B. LE PROJET DE LOI DE FINANCEMENT DE LA SÉCURITÉ SOCIALE NE PARVIENT PAS À RAMENER À L'ÉQUILIBRE LA BRANCHE VIEILLESSE DU RÉGIME GÉNÉRAL
Avant
les mesures prévues par le projet de loi de financement de la
sécurité sociale pour 1999, le déficit tendanciel de la
branche vieillesse du régime général devrait atteindre
5,98 milliards de francs.
Les mesures prévues dans la loi de financement de la
sécurité sociale pour 1999 affectent à la fois les
recettes et les dépenses du régime général.
Les dépenses sont accrues de 1,81 milliard de francs en raison du taux
de revalorisation des pensions choisi par le Gouvernement pour 1999 :
+ 1,2 %, soit 0,5 % de plus que ce qu'exigeait le maintien de
l'indexation sur les prix.
Le nouveau déficit s'établirait, sans recettes nouvelles,
à 7,79 milliards de francs.
Le projet de loi prévoit cependant 3,86 milliards de francs de recettes
nouvelles :
- 3,8 milliards de francs au titre d'un versement du Fonds de
solidarité vieillesse (FSV) ;
- 40 millions de francs résultant de la modification de
l'exonération de cotisations sociales patronales pour l'embauche d'un
premier salarié (article 4 du projet de loi) ;
- 20 millions de francs au titre des mesures de consolidation des
assiettes sociales (article 5).
Hors variation des produits et frais financiers, le déficit devrait
s'établir à 3,93 milliards de francs. Après variation
des produits et frais financiers, le déficit s'élèverait
en définitive à 3,87 milliards de francs.

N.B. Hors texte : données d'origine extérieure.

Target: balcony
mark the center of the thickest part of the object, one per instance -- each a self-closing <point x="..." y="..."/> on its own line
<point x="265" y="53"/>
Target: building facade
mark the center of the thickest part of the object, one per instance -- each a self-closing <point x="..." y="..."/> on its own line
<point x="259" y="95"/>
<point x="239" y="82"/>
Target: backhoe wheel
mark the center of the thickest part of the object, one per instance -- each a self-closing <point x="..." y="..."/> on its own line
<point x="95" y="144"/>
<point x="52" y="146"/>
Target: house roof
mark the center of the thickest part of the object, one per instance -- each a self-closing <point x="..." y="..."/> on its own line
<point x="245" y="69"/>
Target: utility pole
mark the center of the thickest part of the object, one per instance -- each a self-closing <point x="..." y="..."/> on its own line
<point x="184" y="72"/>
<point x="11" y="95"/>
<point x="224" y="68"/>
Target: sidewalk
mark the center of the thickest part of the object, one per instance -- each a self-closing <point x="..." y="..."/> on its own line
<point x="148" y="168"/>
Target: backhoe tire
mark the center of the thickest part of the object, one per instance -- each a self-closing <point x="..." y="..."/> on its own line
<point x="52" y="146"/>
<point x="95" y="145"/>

1. La réduction du déficit du régime général : le résultat d'un versement exceptionnel du Fonds de solidarité vieillesse (FSV)
Pour
réduire de moitié le déficit tendanciel du régime
général et financer le " coup de pouce " de 0,5 %
accordé sur les pensions de retraite, le Gouvernement a choisi de faire
verser par le Fonds de solidarité vieillesse (FSV) une contribution de
3,8 milliards de francs.
Ce versement à la Caisse nationale d'assurance vieillesse des
travailleurs salariés (CNAVTS) comporte deux composantes :
- la prise en charge par le FSV, en application de l'article 3 du projet
de loi, d'une somme de 2,9 milliards de francs au titre de la prise en
charge des validations pour la retraite, dans les départements
d'outre-mer en 1994, 1995 et 1996, des périodes pendant lesquelles les
assurés au chômage ont bénéficié des
prestations versées par l'assurance chômage ;
- la prise en charge par le FSV, à hauteur de 900 millions de
francs, de la validation de nouveaux avantages non contributifs aujourd'hui
assumés par la CNAVTS. Il s'agirait d'une augmentation des effectifs de
chômeurs non indemnisés utilisés pour le calcul du
versement correspondant du FSV. Cette augmentation sera effectuée par
voie réglementaire
La prise en charge des périodes des chômeurs résidant dans
les DOM apparaît comme une opération de régularisation et
d'apurement du passé. L'exposé des motifs du projet de loi
rappelle que
" la prise en charge financière de la validation
pour la retraite des périodes non travaillées des chômeurs
inscrits à l'ASSEDIC est assurée par le FSV ".
Il précise en outre que
" les données utilisées au
départ ne tenant pas compte des chômeurs dans les DOM, le FSV n'a
pas effectué de versement à ce titre jusqu'en 1997. Depuis lors,
les données UNEDIC intégrant les DOM, les chômeurs des DOM
ont été pris en compte dans les règlements du
FSV. "
Le Gouvernement a donc fait le choix de présenter ce versement du FSV
à la CNAVTS comme un apurement à caractère essentiellement
technique visant
" à régler sur des bases juridiques
incontestées les sommes dues par le FSV au titre des chômeurs de
ces départements par un versement forfaitaire ".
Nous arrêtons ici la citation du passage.